Richard Nixon fired his attorney general because he wouldn’t collude with Nixon in obstructing a legal investigation in which Nixon was the target.

Donald Trump fired his acting attorney general, Sally Yates, because she refused to carry out the president’s orders.

Are the situations similar? No.

Peter Flaherty is president of the National Legal and Policy Center. He said:

“There’s no comparison at all. This Justice official was insubordinate and should have been fired … She may think she’s president, but she’s not.”

Andrew McCarthy concurs. He was the lead prosecutor on several high-profile terrorism cases in Manhattan:

“To my mind, she should have been escorted out of the building. It’s like comparing World War II to an exhibition baseball game. Apples and oranges doesn’t do justice to how different these two situations are.”

Carl Bernstein, who earned his fame as a Watergate investigative reporter, also sees no comparison:

“There’s a big difference, because the ‘Saturday Night Massacre’ was really about firing the attorney general when Nixon was the target of an investigation and was actively obstructing justice. I think the president is within his rights here to fire the attorney general, that he has that ability.”

The fired acting attorney, Sally Yates, was a holdover from the Obama administration. In a letter describing her unwillingness to follow President Trump’s orders, she offered no legal analysis and cited no case law.
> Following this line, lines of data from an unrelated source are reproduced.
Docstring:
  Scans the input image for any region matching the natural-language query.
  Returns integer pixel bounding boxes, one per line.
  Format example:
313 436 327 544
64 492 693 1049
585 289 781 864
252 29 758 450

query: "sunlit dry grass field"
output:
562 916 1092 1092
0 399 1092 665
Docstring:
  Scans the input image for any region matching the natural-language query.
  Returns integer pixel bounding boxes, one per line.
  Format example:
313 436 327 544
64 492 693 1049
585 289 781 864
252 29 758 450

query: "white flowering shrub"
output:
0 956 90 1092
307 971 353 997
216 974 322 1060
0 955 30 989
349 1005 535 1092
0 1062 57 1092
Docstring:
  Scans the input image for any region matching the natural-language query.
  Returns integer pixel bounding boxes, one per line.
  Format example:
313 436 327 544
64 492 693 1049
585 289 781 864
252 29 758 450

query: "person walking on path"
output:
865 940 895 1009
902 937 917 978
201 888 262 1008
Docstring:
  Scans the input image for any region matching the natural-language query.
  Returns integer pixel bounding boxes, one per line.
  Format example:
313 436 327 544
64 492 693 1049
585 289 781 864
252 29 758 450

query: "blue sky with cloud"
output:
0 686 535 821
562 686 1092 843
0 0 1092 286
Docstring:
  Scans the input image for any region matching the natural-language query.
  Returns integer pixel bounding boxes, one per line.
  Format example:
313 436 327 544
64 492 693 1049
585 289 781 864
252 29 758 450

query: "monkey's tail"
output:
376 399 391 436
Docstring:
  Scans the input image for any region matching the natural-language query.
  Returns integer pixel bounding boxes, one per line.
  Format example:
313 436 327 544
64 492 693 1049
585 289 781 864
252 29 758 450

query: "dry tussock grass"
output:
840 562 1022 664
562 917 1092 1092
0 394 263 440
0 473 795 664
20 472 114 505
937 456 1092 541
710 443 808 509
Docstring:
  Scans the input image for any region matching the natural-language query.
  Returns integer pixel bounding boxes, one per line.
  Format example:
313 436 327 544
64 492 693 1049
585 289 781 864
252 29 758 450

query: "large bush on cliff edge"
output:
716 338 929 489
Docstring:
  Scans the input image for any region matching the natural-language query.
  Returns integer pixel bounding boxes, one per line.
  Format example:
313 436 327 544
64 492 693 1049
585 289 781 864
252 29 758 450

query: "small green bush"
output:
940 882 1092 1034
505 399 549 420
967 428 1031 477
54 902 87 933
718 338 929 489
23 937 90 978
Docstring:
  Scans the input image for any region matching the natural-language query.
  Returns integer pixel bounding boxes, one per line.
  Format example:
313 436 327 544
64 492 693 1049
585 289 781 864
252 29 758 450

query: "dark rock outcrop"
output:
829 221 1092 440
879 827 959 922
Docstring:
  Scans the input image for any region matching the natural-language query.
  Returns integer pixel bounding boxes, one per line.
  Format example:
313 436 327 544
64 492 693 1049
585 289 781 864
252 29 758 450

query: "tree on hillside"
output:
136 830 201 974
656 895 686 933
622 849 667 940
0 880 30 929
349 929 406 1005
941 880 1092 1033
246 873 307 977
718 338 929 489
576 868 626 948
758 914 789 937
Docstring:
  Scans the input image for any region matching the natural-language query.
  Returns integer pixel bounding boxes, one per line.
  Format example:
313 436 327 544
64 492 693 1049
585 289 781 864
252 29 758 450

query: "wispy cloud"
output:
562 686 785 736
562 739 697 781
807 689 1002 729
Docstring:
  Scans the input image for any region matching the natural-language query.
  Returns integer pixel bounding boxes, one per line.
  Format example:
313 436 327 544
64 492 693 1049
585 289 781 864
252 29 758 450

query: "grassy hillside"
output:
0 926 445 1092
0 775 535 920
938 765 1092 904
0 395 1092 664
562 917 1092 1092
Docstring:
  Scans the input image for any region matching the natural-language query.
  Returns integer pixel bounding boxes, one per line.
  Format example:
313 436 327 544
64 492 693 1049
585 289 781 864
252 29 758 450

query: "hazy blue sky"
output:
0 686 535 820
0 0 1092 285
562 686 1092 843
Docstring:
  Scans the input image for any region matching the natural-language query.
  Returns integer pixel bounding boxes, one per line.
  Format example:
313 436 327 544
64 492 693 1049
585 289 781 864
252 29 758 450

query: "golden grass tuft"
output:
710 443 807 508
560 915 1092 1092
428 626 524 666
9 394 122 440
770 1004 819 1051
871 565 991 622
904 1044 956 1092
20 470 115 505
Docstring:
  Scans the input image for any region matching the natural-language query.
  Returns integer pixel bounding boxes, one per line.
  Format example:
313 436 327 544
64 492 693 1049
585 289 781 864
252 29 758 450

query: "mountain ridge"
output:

Had this happened under an Obama administration, the media’s response would have been much different.

The honorable thing for her to have done was to resign if she disagreed with her boss’s politics. That’s what this is all about.

4 Comments

  1. parrillaturi on January 31, 2017 at 5:34 pm

    Bingo! The liberals won’t get it. Their feelings get in their way.



  2. d. knapp on January 31, 2017 at 11:28 pm

    You’re using facts man! WHAT do the left need w/ FACTS?



    • quinersdiner on February 1, 2017 at 10:30 am

      I do have readers who dislike Trump, but they have an appreciation for facts and logic. However, your point is well-taken.



      • d. knapp on February 1, 2017 at 11:54 am

        I’m sure many conservative Republicans dislike him. It’s ok, as long as they only make it about his true faults and not the soup the MSM makes w/ lies and half truths. Facts is facts. The order was vetted through that woman’s own department. It may not have been been wise but it WAS legal. I still don’t understand liking or disliking a person one doesn’t know. It’s his actions one should be evaluating. Also if Sessions had been there, this may not have gone down this way. His most experienced person has been held up…3 days too long to possibly prevent the small problems. Possibly deliberate on the left? They probably figured he’d screw up a little if denied his most experienced cabinet member…and he did. A little like leaving a little kid alone too long w/ the family china. SOMETHING bad will happen eventually, even if just a nick in a cup.That’s what this was, not the total destruction of the set.